KEP-1001: Supporting CRI-containerD on Windows

Supporting CRI-ContainerD on Windows

Release Signoff Checklist
Summary
Motivation
- Goals
- Non-Goals
Proposal
Design Details
Production Readiness Review Questionnaire
Implementation History
Alternatives
- CRI-O
Infrastructure Needed

Release Signoff Checklist

ACTION REQUIRED: In order to merge code into a release, there must be an issue in kubernetes/enhancements referencing this KEP and targeting a release milestone before Enhancement Freeze of the targeted release.

For enhancements that make changes to code or processes/procedures in core Kubernetes i.e., kubernetes/kubernetes , we require the following Release Signoff checklist to be completed.

Check these off as they are completed for the Release Team to track. These checklist items must be updated for the enhancement to be released.

Items marked with (R) are required prior to targeting to a milestone / release.
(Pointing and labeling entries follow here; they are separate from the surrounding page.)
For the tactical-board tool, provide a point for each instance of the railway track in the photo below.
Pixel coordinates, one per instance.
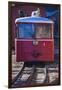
(33, 74)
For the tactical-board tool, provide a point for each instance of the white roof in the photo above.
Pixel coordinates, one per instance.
(33, 20)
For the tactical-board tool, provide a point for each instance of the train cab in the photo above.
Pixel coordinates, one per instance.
(34, 39)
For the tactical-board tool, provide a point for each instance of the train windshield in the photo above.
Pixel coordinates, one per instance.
(43, 31)
(25, 31)
(34, 31)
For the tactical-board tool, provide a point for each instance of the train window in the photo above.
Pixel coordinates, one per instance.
(25, 31)
(34, 31)
(43, 31)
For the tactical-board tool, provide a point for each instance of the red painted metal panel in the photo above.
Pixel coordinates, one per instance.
(26, 51)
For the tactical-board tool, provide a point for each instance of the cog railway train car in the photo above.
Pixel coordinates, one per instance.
(34, 39)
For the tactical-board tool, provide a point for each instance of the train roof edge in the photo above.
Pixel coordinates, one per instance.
(33, 20)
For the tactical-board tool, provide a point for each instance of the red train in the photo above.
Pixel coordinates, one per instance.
(34, 40)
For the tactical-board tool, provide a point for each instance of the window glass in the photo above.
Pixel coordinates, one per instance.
(25, 31)
(43, 31)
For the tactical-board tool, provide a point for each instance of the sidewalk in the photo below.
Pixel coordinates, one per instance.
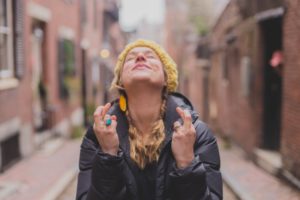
(44, 175)
(248, 181)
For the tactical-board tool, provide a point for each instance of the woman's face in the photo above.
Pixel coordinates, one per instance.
(142, 65)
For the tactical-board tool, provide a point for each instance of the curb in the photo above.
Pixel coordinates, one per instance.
(61, 184)
(239, 192)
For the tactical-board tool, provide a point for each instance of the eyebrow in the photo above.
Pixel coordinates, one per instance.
(146, 52)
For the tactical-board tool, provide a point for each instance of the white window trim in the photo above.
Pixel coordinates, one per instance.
(9, 73)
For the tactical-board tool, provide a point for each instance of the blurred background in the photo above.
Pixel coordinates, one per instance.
(238, 62)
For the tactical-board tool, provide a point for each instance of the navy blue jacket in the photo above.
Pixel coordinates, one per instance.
(106, 177)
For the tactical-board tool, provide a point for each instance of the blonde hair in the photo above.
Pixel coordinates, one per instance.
(144, 151)
(170, 66)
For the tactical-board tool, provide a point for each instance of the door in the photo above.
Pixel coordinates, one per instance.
(272, 36)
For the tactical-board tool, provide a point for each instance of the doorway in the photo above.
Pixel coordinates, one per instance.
(272, 41)
(39, 87)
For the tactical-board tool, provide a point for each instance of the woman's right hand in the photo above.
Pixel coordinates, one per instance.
(106, 135)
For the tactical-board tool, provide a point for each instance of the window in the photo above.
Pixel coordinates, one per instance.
(66, 66)
(6, 39)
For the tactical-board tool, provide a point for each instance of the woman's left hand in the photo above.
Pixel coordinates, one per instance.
(183, 139)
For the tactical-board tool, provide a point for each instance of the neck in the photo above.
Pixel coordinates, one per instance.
(144, 108)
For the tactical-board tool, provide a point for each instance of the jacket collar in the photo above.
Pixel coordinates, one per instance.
(174, 100)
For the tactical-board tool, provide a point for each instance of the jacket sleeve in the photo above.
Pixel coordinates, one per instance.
(202, 178)
(100, 175)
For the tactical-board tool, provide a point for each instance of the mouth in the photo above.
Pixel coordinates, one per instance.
(141, 66)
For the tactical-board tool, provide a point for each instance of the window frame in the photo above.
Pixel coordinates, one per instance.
(8, 71)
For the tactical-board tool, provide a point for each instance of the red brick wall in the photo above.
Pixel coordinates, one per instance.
(290, 144)
(238, 116)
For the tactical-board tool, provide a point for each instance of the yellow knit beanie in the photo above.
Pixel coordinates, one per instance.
(168, 63)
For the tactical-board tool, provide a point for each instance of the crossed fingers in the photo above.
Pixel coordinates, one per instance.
(187, 120)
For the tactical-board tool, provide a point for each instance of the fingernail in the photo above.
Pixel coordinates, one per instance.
(114, 117)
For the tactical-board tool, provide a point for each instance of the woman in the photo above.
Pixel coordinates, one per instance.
(149, 144)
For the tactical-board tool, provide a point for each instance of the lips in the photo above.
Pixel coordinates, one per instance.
(140, 66)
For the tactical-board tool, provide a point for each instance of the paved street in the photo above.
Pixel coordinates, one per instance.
(69, 192)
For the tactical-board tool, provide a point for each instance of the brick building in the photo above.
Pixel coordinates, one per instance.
(49, 70)
(253, 86)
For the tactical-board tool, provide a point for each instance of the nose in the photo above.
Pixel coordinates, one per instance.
(140, 57)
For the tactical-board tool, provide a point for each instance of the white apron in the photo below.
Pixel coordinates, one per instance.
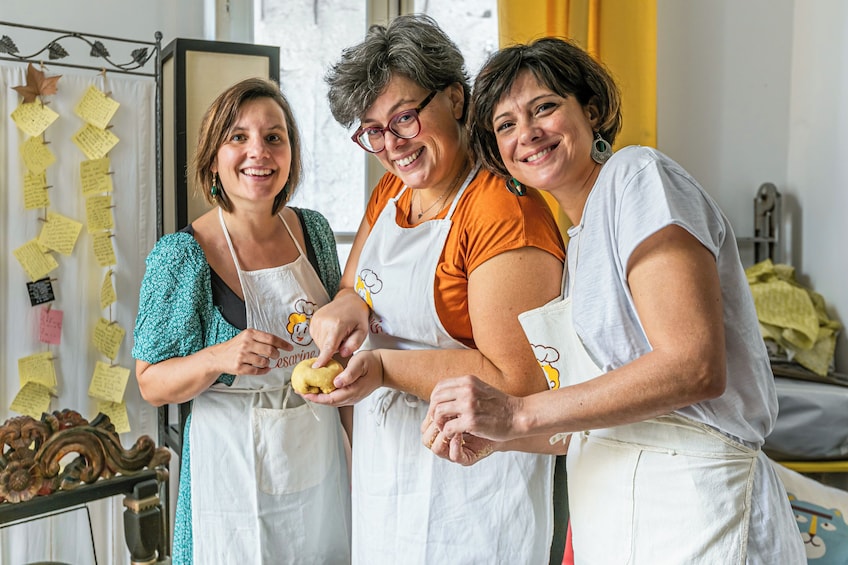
(409, 506)
(268, 473)
(666, 490)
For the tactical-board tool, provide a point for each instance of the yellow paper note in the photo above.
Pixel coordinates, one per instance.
(107, 292)
(117, 412)
(95, 177)
(33, 118)
(38, 368)
(107, 338)
(96, 108)
(36, 262)
(103, 250)
(32, 400)
(98, 213)
(35, 191)
(108, 383)
(60, 233)
(36, 155)
(95, 142)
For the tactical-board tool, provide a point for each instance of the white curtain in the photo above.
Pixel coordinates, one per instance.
(68, 537)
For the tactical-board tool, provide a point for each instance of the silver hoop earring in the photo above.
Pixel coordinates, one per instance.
(601, 150)
(514, 186)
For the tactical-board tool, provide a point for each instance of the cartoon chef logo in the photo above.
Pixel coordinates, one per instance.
(367, 285)
(824, 531)
(547, 356)
(298, 325)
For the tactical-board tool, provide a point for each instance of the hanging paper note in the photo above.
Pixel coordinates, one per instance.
(34, 260)
(98, 213)
(60, 233)
(107, 338)
(103, 250)
(50, 326)
(95, 177)
(96, 108)
(32, 400)
(36, 155)
(117, 412)
(40, 292)
(38, 368)
(108, 383)
(107, 292)
(95, 142)
(33, 118)
(35, 191)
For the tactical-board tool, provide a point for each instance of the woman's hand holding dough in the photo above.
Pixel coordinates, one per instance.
(306, 380)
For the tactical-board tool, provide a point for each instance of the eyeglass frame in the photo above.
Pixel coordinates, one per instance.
(414, 112)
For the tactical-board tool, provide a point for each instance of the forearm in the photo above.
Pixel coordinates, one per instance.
(650, 386)
(178, 379)
(536, 444)
(418, 371)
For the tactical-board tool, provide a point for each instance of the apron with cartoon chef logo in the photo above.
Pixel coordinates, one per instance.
(625, 482)
(410, 506)
(268, 472)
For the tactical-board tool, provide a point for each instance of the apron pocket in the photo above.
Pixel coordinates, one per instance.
(293, 450)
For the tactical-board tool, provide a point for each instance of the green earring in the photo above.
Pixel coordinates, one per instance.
(514, 186)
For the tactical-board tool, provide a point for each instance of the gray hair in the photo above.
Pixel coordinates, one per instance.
(413, 46)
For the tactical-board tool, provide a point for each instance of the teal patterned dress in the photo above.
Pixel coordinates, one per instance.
(177, 317)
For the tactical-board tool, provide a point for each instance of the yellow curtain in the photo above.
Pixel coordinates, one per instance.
(620, 33)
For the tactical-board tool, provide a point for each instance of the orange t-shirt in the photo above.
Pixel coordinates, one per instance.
(488, 220)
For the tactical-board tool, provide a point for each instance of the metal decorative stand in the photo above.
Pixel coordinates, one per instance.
(32, 484)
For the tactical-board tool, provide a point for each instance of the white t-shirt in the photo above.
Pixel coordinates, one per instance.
(638, 192)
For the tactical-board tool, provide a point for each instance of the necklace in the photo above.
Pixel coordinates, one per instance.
(449, 189)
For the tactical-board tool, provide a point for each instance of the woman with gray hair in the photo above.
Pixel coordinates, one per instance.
(443, 262)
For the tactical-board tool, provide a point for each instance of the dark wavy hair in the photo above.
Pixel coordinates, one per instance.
(559, 65)
(215, 129)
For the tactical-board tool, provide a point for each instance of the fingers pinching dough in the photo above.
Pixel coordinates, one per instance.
(305, 379)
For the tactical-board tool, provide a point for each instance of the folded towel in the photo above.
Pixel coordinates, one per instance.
(792, 317)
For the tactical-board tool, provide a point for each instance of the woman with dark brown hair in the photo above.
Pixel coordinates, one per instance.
(263, 477)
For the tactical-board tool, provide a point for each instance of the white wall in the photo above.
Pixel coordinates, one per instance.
(748, 92)
(137, 20)
(755, 91)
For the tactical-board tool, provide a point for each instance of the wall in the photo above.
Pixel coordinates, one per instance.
(752, 92)
(748, 92)
(113, 18)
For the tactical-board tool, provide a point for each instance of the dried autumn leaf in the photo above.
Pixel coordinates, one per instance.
(37, 85)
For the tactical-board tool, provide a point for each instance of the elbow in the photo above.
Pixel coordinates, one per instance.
(710, 378)
(147, 390)
(149, 397)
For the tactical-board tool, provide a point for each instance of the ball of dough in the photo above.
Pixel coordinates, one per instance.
(305, 379)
(R) Enhancement issue in release milestone, which links to KEP dir in kubernetes/enhancements (not the initial KEP PR)
(R) KEP approvers have set the KEP status to implementable
(R) Design details are appropriately documented
Test plan is in place, giving consideration to SIG Architecture and SIG Testing input
(R) Graduation criteria is in place
(R) Production readiness review completed
Production readiness review approved
“Implementation History” section is up-to-date for milestone
User-facing documentation has been created in kubernetes/website , for publication to kubernetes.io
Supporting documentation e.g., additional design documents, links to mailing list discussions/SIG meetings, relevant PRs/issues, release notes

Note: Any PRs to move a KEP to implementable or significant changes once it is marked implementable should be approved by each of the KEP approvers. If any of those approvers is no longer appropriate than changes to that list should be approved by the remaining approvers and/or the owning SIG (or SIG-arch for cross cutting KEPs).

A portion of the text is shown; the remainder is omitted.